Apache Superset — Self-Hosted Business Intelligence

Apache Superset is a modern data visualization platform that connects directly to ClickHouse, provides 40+ chart types, SQL Lab for ad-hoc queries, and row-level security. All dashboards are version-controlled and can be exported as JSON.

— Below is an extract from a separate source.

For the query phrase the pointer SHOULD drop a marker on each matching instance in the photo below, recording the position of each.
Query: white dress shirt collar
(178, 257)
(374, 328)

Deploy Superset on Kubernetes​

# Add Superset Helm chart
helm repo add superset https://apache.github.io/superset
helm repo update

values-superset.yaml​

# values-superset.yaml
replicaCount: 2

image:
tag: "3.1.0"

supersetNode:
resources:
requests:
cpu: "500m"
memory: "1Gi"
limits:
cpu: "1"
memory: "2Gi"

configOverrides:
secret: |
SECRET_KEY = '{{ env("SUPERSET_SECRET_KEY") }}'
my_override: |
SQLALCHEMY_DATABASE_URI = 'postgresql+psycopg2://superset:{{ env("SUPERSET_DB_PASS") }}@postgres.data-viz.svc/superset'

# Enable Keycloak OIDC login
from flask_appbuilder.security.manager import AUTH_OAUTH
AUTH_TYPE = AUTH_OAUTH
OAUTH_PROVIDERS = [
{
'name': 'keycloak',
'token_key': 'access_token',
'icon': 'fa-key',
'remote_app': {
'client_id': 'superset',
'client_secret': '{{ env("KEYCLOAK_CLIENT_SECRET") }}',
'server_metadata_url': 'https://keycloak.yourdomain.com/realms/platform/.well-known/openid-configuration',
'api_base_url': 'https://keycloak.yourdomain.com/realms/platform/',
'client_kwargs': {'scope': 'openid profile email roles'},
},
}
]
AUTH_ROLES_MAPPING = {
"platform-admin": ["Admin"],
"platform-analyst": ["Alpha"],
"platform-viewer": ["Gamma"],
}
AUTH_USER_REGISTRATION = True
AUTH_USER_REGISTRATION_ROLE = "Gamma"

# ClickHouse connection
ADDITIONAL_DATABASES = {
'clickhouse': {
'sqlalchemy_uri': 'clickhouse+http://superset:SupersetPass123!@clickhouse-clickhouse.data-warehouse.svc:8123/analytics',
}
}

CACHE_CONFIG = {
'CACHE_TYPE': 'RedisCache',
'CACHE_DEFAULT_TIMEOUT': 300,
'CACHE_KEY_PREFIX': 'superset_',
'CACHE_REDIS_URL': 'redis://redis.data-viz.svc:6379/0',
}

DATA_CACHE_CONFIG = CACHE_CONFIG

postgresql:
enabled: false # use external Postgres

redis:
enabled: true

ingress:
enabled: true
ingressClassName: nginx
hosts:
- host: superset.yourdomain.com
paths:
- path: /
pathType: Prefix

extraEnv:
SUPERSET_SECRET_KEY:
valueFrom:
secretKeyRef:
name: superset-secrets
key: secret-key
SUPERSET_DB_PASS:
valueFrom:
secretKeyRef:
name: superset-secrets
key: db-password
kubectl create namespace data-viz

# Create secrets
kubectl create secret generic superset-secrets \
--from-literal=secret-key=$(openssl rand -base64 42) \
--from-literal=db-password=SupersetDbPass123 \
--namespace data-viz

# Install
helm upgrade --install superset superset/superset \
--namespace data-viz \
--values values-superset.yaml \
--wait

Add ClickHouse as a Database​

Via Superset UI:

Settings → Database Connections → + Database
→ Choose: ClickHouse Connect
→ Host: clickhouse-clickhouse.data-warehouse.svc
→ Port: 8123
→ Database: analytics
→ Username: superset
→ Password: SupersetPass123!
→ Test Connection → Connect

Or via CLI:

kubectl exec -n data-viz deploy/superset -- \
superset set-database-uri \
--database-name "ClickHouse Analytics" \
--uri "clickhouse+http://superset:SupersetPass123!@clickhouse-clickhouse.data-warehouse.svc:8123/analytics"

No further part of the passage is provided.